The design of protocols for local differential privacy (or LDP) has been a topic of considerable research interest in recent years. LDP protocols utilise the randomised encoding of outcomes of an experiment using a transition probability matrix (TPM). Several authors have observed that balanced incomplete block designs (BIBDs) provide nice examples of TPMs for LDP protocols. Indeed, it has been shown that such BIBD-based LDP protocols provide optimal estimators. In this primarily expository paper, we give a detailed introduction to LDP protocols and their connections with block designs. We prove that a subclass of LDP protocols known as pure LDP protocols are equivalent to $(r,λ)$-designs (which contain balanced incomplete block designs as a special case). An unbiased estimator for an LDP scheme is a left inverse of the transition probability matrix. We show that the optimal estimators for BIBD-based TPMs are precisely those obtained from the Moore-Penrose inverse of the corresponding TPM. We also review some existing work on optimal LDP protocols in the context of pure protocols.
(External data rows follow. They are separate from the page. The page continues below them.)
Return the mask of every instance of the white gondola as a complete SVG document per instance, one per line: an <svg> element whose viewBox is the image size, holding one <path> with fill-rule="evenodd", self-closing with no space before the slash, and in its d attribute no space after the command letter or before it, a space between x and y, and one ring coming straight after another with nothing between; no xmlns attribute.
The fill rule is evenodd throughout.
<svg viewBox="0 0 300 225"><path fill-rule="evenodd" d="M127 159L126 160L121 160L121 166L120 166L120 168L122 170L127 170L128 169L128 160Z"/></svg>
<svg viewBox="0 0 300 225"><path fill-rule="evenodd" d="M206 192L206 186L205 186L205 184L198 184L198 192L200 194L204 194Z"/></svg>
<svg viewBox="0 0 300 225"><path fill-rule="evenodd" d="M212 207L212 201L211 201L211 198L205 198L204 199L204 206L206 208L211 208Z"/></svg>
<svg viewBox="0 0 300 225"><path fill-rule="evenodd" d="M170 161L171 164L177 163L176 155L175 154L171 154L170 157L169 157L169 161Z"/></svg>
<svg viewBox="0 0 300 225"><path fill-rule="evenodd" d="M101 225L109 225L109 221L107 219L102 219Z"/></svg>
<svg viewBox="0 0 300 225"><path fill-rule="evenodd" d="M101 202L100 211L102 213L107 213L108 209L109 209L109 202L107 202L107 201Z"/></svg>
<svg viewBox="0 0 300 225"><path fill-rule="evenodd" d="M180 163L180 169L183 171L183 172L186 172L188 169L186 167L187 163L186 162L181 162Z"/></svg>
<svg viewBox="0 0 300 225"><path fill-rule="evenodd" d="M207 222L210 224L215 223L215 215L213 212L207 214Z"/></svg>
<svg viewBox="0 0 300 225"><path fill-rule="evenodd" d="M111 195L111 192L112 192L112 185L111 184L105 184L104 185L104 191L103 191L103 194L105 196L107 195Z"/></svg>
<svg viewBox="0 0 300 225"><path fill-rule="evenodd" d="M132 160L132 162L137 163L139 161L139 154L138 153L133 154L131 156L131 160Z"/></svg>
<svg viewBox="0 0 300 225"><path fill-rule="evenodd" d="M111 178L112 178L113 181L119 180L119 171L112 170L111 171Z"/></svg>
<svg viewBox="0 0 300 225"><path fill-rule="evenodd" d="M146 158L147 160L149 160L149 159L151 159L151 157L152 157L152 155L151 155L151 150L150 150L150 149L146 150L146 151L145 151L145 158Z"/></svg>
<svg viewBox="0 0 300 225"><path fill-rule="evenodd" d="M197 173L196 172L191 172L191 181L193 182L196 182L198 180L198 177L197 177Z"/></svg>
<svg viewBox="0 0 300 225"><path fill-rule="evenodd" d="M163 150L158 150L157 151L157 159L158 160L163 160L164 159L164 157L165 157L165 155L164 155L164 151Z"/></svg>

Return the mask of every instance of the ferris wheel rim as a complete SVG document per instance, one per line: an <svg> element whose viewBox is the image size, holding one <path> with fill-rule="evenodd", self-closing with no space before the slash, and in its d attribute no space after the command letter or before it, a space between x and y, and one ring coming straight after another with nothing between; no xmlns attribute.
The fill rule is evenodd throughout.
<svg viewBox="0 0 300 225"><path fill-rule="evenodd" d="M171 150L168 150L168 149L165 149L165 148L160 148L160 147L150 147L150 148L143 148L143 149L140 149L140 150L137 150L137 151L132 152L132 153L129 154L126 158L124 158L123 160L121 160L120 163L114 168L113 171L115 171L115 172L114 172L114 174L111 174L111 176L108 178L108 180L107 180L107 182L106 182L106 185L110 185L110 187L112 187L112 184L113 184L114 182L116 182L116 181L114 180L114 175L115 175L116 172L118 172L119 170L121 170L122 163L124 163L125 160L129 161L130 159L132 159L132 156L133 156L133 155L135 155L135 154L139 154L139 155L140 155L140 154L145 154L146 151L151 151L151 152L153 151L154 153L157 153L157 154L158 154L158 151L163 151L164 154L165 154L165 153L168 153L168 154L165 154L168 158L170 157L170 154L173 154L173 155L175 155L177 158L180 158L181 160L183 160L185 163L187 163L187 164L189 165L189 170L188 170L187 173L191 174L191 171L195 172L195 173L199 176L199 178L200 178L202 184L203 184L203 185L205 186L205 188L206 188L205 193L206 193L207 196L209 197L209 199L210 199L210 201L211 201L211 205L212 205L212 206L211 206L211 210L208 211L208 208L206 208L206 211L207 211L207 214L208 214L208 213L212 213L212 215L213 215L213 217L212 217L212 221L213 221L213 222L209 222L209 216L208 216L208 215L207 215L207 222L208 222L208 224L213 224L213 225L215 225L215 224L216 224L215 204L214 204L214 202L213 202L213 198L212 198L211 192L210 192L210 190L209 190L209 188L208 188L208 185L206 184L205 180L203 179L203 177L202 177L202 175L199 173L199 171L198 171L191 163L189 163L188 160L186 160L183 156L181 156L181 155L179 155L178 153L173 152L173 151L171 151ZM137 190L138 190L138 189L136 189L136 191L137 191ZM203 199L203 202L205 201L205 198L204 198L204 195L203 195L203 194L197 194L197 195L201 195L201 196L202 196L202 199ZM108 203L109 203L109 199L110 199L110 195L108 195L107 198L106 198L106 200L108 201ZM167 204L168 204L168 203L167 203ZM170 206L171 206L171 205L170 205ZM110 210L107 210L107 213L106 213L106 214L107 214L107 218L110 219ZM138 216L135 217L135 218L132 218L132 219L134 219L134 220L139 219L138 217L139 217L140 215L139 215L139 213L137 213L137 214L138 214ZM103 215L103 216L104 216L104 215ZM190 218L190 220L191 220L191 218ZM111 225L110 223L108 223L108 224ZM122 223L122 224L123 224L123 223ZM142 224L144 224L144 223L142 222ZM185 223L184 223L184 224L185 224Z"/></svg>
翻译：近年来，本地差分隐私（LDP）协议的设计已成为一个备受关注的研究课题。LDP协议利用转移概率矩阵对实验结果的随机编码实现隐私保护。多位学者指出，平衡不完全区组设计为LDP协议提供了优质的转移概率矩阵范例。事实上，研究已证明基于此类BIBD的LDP协议能够产生最优估计量。在这篇以综述为主的论文中，我们系统介绍了LDP协议及其与区组设计的关联。我们证明了被称为纯LDP协议的子类等价于$(r,λ)$-设计（其特例包含平衡不完全区组设计）。对于LDP方案的无偏估计量是转移概率矩阵的左逆矩阵。我们证明基于BIBD的转移概率矩阵的最优估计量恰好可通过相应转移概率矩阵的Moore-Penrose逆矩阵获得。此外，我们在纯协议框架下回顾了现有关于最优LDP协议的研究成果。